Working in small batches, so the beef is not overcrowded in the pan, add the prepared beef cubes to the soup pot or Dutch oven and brown on all sides. Place in crock pot.

Add the remaining olive oil to the Dutch oven over medium heat. Add onions, celery, and saute for 5 minutes or until translucent. Pour in 1/2 bottle of Guinness beer and combine with onions; bring to a boil and, use a spatula to deglaze the bottom of the pot, scrape up and loosen any browned bits from the bottom for added flavor.

Add the tomato paste, garlic, sugar, Worcestershire sauce, thyme, white pepper, and bay leaves; stir together to combine and bring just to a boil. Reduce heat to medium and let simmer approximately 5 minutes.

Add to crock pot: onion mixture, potatoes, carrots, celery, leeks, remaining Guinness beer, beef stock, and water, make sure all ingredients are barely covered. Stir and cover with lid. Cook on low heat approximately 8 hours or high heat for 4 to 5 hours until the meat and vegetables are tender.

Skim off any fat from the top and then add salt and pepper to taste.

If stew needs to be thickened, in a small bowl, stir together the remaining 1/4 cup flour and 1/4 cold water until the mixture is a smooth paste. Slowly stir in a little of the flour paste into the stew, a little at a time, until the stew reaches your desired thickness. Remove and discard the bay leaves.

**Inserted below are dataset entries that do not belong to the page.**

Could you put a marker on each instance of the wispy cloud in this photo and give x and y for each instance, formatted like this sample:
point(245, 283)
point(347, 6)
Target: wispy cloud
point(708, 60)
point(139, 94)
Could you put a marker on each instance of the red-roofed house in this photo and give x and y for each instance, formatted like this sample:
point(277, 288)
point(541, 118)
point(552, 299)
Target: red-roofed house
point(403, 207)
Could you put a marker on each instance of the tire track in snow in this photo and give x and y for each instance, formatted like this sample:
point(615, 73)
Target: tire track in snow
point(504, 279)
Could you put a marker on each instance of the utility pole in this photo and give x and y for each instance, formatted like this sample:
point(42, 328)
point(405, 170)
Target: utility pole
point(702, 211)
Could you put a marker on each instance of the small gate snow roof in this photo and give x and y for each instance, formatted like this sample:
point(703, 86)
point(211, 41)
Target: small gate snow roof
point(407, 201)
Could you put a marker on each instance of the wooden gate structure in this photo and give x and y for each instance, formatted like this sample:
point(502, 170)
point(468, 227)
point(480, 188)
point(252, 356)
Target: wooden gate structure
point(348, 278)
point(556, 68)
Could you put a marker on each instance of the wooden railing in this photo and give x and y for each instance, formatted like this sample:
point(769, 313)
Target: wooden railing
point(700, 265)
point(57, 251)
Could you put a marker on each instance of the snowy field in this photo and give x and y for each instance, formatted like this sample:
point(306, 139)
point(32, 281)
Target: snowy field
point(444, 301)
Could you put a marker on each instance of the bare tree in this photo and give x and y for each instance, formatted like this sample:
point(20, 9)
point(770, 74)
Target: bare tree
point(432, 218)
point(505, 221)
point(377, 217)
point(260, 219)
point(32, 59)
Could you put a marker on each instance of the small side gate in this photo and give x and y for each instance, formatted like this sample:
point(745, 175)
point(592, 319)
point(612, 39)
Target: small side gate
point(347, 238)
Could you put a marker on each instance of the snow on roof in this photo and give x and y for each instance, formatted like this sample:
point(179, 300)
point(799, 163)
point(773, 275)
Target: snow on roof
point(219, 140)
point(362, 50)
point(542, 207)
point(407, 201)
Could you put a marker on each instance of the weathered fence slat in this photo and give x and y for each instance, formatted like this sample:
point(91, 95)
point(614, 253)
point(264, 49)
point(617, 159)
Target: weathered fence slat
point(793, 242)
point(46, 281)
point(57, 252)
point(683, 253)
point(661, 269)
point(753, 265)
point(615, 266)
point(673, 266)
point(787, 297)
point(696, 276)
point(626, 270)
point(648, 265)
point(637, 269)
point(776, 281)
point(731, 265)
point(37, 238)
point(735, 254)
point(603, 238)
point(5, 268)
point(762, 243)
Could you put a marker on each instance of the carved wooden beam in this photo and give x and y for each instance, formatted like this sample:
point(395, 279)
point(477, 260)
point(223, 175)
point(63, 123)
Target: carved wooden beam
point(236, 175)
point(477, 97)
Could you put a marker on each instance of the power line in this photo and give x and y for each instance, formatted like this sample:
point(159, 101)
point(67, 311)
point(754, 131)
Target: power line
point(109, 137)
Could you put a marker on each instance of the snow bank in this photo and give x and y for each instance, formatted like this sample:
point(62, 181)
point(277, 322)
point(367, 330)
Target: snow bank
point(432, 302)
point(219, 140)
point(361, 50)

7 thoughts on “Guinness Irish Stew”

  1. Quin, I made this today :), but I made a mistake, and salted and white peppered the beef cubes before flour coating.
    I know your recipe was clear about that, but I goofed. It is on its last 10 minutes of simmering! cant wait to taste. I won’t tell you about my unfortunate substitution … but it smells good anyway, but would have been better if it had been Guinness Stout.. instead of Kentucky bourbon stout…
    thanks for this recipe.

    1. Hi Annette, The salt and pepper should not change the taste. Using Kentucky Bourbon
      Barrel Ale should add a nice complex flavor to the stew. Thanks for making it and the comments. Please let me know if my recipes doesn’t read correctly. Enjoy

  2. Hey, It is still yummy! and I figure I am supposed to garnish with the parsley, right? Prep time for me was over an hour, but I am slower at chopping and if I had used meat already cut into cubes, it would have gone faster. Made a huge pot! gonna freeze what we don’t eat!
    thanks again!

  3. Hi Quinn! I saw you stopped by my blog, so I just had to return the favor! Your stew looks amazing. I have some of mine still in the fridge, but you made my mouth water! Interesting addition, the white pepper! I bet it adds a bit of zip! 🙂 Well, I’m off to explore more of your fun blog!